Point 2 is also done. I've wrapped the PortAudio ringbuffer in rtmixer.RingBuffer and the functions play_ringbuffer() and record_ringbuffer() allow to transport such ringbuffers to the audio callback. See src/rtmixer.py.

I consider Point 3 out of scope for rtmixer, but users can do with their end of the ringbuffers whatever they want.

The main target for me is low-latency input and output, with an option for low jitter, too (by utilizing the time argument of the play/record functions). If low latencies are not necessary, users might as well use the sounddevice module directly and do everything in Python.

When starting work on the rtmixer module, I didn't really plan to make a module. I just wanted to create a little example how a callback implemented in C could be used together with the sounddevice module. This turned out to be not quite as easy (or little) as I expected, therefore I decided to create a module that others can directly use without having to implement their own callback in C.

I'm only focusing on audio input and output, not on realtime processing. For that, people will probably have to write their own callbacks in C, but the rtmixer module can still serve as an example for how to set things up.
I still would like to make it simpler to start a new project based on this, without having to copy everything. I guess a first step would be to include the ringbuffer code in all the distributed PortAudio packages, then my wrapper could be included directly in the sounddevice module. I've asked the PortAudio mailing list, but haven't got an answer yet: https://lists.columbia.edu/pipermail/portaudio/2017-February/001070.html.

I like your idea of using Cython, but I have no experience with it. Do you think the whole callback could be implemented in Cython (without ever acquiring the GIL)?

BTW, if you are interested in realtime processing with Python, you should also have a look at PYO: https://github.com/belangeo/pyo.

@tgarc
Copy link
Author

tgarc commented Feb 20, 2017

I guess a first step would be to include the ringbuffer code in all the distributed PortAudio packages, then my wrapper could be included directly in the sounddevice module.

That'd be great to include RingBuffer as part of sounddevice. It's indeed unfortunate it's not part of the API. However couldn't you do what you did with rtmixer and convert sounddevice to a 'compiled' module including the pa_ringbuffer source code?

Do you think the whole callback could be implemented in Cython (without ever acquiring the GIL)?

If it can be written in C then there's no reason I can see that would block you from implementing it with Cython without the GIL. Functions can be defined with nogil.

Thanks for the reference to pyo, it looks like a great project but it's a bit overkill for my needs. I'm actually more interested in audio analysis, not synthesis.

@mgeier
Copy link
Member

mgeier commented Feb 20, 2017

couldn't you do what you did with rtmixer and convert sounddevice to a 'compiled' module including the pa_ringbuffer source code?
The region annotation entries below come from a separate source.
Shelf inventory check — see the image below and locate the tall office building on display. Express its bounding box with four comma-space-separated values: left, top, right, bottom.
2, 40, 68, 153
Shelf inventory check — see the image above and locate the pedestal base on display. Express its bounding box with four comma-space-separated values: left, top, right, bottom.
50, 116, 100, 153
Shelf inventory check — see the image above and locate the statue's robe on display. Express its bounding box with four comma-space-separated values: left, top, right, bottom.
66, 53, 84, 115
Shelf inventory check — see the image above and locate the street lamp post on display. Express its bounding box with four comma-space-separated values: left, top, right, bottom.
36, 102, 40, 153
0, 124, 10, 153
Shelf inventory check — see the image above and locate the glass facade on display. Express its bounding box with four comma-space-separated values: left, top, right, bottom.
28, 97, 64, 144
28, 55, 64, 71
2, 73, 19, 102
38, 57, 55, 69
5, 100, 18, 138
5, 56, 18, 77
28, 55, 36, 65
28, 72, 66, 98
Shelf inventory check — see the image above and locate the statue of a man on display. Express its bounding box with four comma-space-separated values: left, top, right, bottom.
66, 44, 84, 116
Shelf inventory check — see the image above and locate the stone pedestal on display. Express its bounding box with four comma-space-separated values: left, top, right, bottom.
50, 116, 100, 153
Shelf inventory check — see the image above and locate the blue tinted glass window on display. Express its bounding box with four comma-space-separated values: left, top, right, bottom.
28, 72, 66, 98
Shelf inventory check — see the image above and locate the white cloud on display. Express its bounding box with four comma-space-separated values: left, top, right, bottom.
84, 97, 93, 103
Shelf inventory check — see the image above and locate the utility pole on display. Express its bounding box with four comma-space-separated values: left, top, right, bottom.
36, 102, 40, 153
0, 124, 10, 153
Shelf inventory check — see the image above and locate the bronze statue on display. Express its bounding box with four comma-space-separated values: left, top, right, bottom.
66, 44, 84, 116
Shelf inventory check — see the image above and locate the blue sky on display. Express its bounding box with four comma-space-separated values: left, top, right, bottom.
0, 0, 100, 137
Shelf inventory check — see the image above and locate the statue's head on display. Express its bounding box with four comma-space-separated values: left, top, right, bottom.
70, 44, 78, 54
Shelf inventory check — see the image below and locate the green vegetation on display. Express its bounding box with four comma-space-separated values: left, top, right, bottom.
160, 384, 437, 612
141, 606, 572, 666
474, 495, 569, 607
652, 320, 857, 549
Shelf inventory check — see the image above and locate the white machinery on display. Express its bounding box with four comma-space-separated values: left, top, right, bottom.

I guess I could. But I think this would mean more maintenance work and it would probably make the installation harder in some cases.
I would have to provide manylinux1 wheels and many more wheels (for different Python versions) for macOS and Windows.

But if you find a way to make this both easily maintainable (e.g. via automatic artifact generation on a free CI server) and not harder to install than it is now, please tell me!

It would probably also be harder for potential contributors, but I don't have that many of those anyway, so this is probably not a strong point.

On the plus side, this would probably reduce the module load time and it would be very simple to add the ringbuffer. And the CFFI people seem to like API mode much more than ABI mode.

Originally, I wanted to be able to choose freely between API and ABI modes, using the same code base.
I've asked about this on the CFFI mailing list: https://groups.google.com/forum/#!topic/python-cffi/oBMFw7R1sFI. I guess this isn't possible and it probably doesn't even make any sense.
But an answer there led me to the current design of rtmixer, which I think works quite well, except the re-use of the RingBuffer should be simpler IMHO.

I'm actually more interested in audio analysis, not synthesis.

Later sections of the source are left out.